Menshutkin further studied the influence of isomerism among alcohols and acids on esterification and showed that, both in respect of rate and limit, the primary, secondary, and tertiary alcohols differ from one another, and that unsaturated differ from saturated alcohols. The molecular weight of the alcohol concerned has also a considerable influence on the result, the limit rising generally with molecular weight, although the rate is diminished. The first series of experiments were made with acetic acid and alcohols and were extended to a variety of acids. Subsequently, the rate of chemical change was studied in the case of the formation of amides and anilides by the action of ammonia and aniline on acids by means of the same method as was employed in the esterification experiments. Here again the influence of isomeric differences was equally manifest. These researches led on to others, such as the study of the mutual displacement of bases in homogeneous systems, and the influence of temperature on the rate of several reactions.

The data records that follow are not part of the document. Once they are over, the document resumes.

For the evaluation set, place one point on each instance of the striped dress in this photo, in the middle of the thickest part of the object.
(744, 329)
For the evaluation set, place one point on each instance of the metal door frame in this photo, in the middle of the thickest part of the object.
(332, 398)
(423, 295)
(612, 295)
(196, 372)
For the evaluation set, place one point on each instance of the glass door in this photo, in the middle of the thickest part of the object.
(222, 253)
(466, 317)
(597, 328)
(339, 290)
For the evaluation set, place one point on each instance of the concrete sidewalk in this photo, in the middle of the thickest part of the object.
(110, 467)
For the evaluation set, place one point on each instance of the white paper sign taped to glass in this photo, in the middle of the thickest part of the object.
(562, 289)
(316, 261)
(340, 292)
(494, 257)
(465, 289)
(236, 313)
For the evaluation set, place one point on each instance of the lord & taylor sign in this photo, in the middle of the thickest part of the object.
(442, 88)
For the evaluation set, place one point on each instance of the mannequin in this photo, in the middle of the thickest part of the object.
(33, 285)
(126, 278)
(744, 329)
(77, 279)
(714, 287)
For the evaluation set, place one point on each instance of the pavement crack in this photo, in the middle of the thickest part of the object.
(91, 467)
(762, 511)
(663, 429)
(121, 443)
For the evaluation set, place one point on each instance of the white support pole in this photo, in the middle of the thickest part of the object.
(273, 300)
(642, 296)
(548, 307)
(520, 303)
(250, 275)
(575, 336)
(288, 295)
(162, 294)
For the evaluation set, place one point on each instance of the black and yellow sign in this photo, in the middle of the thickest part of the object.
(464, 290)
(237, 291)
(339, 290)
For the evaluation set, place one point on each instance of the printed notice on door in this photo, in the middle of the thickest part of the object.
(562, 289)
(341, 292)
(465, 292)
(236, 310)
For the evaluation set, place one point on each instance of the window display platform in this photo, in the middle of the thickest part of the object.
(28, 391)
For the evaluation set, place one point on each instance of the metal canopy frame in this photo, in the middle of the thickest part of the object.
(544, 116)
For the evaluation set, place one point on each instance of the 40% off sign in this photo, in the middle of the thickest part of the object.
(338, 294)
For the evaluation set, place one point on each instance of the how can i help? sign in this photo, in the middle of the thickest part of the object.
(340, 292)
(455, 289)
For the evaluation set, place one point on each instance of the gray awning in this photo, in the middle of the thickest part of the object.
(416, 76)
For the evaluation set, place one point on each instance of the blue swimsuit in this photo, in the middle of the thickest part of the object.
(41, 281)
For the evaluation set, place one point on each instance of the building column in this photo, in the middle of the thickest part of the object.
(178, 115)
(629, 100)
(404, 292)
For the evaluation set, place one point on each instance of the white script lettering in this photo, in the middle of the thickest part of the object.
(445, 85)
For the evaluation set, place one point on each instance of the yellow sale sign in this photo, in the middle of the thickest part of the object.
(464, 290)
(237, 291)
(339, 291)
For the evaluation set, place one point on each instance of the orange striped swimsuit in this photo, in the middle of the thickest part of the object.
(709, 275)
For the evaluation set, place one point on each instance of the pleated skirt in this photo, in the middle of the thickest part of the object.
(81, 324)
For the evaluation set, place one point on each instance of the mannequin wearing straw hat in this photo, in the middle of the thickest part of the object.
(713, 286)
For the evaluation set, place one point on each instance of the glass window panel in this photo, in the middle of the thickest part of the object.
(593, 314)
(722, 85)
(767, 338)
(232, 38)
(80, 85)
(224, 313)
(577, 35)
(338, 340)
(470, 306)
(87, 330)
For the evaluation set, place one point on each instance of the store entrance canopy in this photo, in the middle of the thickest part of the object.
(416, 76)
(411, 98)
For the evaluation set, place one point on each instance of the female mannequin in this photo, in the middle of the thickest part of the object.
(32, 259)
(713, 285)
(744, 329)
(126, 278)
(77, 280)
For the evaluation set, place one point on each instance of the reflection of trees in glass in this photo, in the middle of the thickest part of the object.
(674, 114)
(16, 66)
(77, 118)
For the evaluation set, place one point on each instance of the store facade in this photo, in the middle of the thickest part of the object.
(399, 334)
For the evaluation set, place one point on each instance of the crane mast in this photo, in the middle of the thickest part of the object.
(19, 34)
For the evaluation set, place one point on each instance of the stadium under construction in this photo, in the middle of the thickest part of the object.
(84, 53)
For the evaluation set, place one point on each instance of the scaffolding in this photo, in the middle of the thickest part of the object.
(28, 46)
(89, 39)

Menshutkin further studied the effect of different solvents on the reaction rates. Although the solvent is unaltered after the reaction, its influence on the reaction rate was significant. The stabilization of the reactants, products and intermediate phases or transition states depended strongly on the polarity of the solvent, and therefore this polarity had a large influence on the reaction rate. Because of the formation of ionic products, the effect was especially strong in the Menshutkin reaction making it an ideal tool to study the effect of solvent on the reaction rate. The Menshutkin reaction is still used for this purpose.

Between 1889 and 1895 Menshutkin focused on amines, on the kinetics of their interaction
with alkyl halogen compounds and its dependence on the isomerism. Continuing these investigations down to the end of his life, he succeeded in establishing a large number of other relations between the structure or constitution and chemical activity, as well as physical properties, such as boiling point, melting point and specific gravity. He is regarded
as a pioneer in chemical kinetics, not for the priority, but for systematic development of this field.